There have been a few pleasant surprises to the telemedicine system as well. “Even though there can be barriers, it removes a lot of barriers for patients,” says Demaree, “barriers such as not having childcare or not having a mode of transportation to get to the doctor.” Several of Saratoga Hospital’s offices have actually reported better patient compliance under the telemedicine program, because patients aren’t late or missing needed appointments.
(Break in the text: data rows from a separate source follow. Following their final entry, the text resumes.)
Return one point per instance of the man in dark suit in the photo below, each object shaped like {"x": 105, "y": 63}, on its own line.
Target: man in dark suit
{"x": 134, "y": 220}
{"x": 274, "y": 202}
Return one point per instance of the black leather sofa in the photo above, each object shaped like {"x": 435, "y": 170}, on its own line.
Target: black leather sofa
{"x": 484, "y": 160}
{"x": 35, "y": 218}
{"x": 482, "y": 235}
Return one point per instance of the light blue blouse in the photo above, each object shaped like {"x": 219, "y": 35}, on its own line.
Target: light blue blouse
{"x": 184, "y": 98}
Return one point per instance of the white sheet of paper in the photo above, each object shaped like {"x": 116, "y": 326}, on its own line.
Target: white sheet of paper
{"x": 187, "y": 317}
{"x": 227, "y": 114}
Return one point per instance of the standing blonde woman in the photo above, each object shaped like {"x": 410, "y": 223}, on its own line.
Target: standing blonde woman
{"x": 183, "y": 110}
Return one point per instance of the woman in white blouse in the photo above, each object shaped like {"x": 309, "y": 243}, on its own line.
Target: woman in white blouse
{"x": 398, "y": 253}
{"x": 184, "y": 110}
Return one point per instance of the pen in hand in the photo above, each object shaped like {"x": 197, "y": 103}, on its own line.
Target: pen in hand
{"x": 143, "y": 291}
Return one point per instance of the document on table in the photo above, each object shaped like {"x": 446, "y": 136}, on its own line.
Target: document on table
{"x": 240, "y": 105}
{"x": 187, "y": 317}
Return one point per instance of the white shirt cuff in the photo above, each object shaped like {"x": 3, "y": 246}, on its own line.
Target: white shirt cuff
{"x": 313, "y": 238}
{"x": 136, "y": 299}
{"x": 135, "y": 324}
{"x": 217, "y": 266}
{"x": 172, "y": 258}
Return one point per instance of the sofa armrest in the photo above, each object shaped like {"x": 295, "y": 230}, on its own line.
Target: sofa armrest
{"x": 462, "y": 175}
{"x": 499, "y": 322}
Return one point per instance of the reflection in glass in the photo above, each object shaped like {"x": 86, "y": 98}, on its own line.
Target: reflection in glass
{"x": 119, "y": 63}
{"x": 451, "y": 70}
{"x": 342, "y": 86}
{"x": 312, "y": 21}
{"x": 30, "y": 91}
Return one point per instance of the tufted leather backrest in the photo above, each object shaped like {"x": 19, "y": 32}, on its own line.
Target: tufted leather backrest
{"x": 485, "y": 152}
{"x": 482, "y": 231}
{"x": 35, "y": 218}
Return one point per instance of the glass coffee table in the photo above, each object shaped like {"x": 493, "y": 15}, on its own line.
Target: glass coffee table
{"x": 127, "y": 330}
Furthermore, doctors are able to get a real glimpse at patients’ medicine cabinets, and dietitians can see and review food labels in peoples’ actual homes. “Sometimes video consultations at home can provide more info than we were getting from in-office visits,” says Demaree. “I think patients have been surprised and really appreciative.” In fact, Demaree says that the biggest challenge so far has simply been technological—in other words, patients figuring out how to turn on their microphone or activate their camera.
While telemedicine programs aren’t anything new, New York State previously had much more stringent limitations on when they could be used (usually only when a patient had no way of physically getting to the doctor). “With the pandemic, the insurance companies have lifted all their prior criteria [on telemedicine],” says Seana Mosher, a physician assistant and part of Saratoga Hospital’s Inpatient Transition Program team. “In many ways, it took a pandemic for people to change the way they looked at healthcare delivery.”
As for whether or not increased telemedicine will become the new normal after COVID-19 has faded or been vaccinated into extinction, Mosher says that she’d be all for it, but it’s not up to her or even Saratoga Hospital. “It’s been beneficial for so many people,” she says. “But it will all be dependent on how the insurance companies decide to handle this down the road.”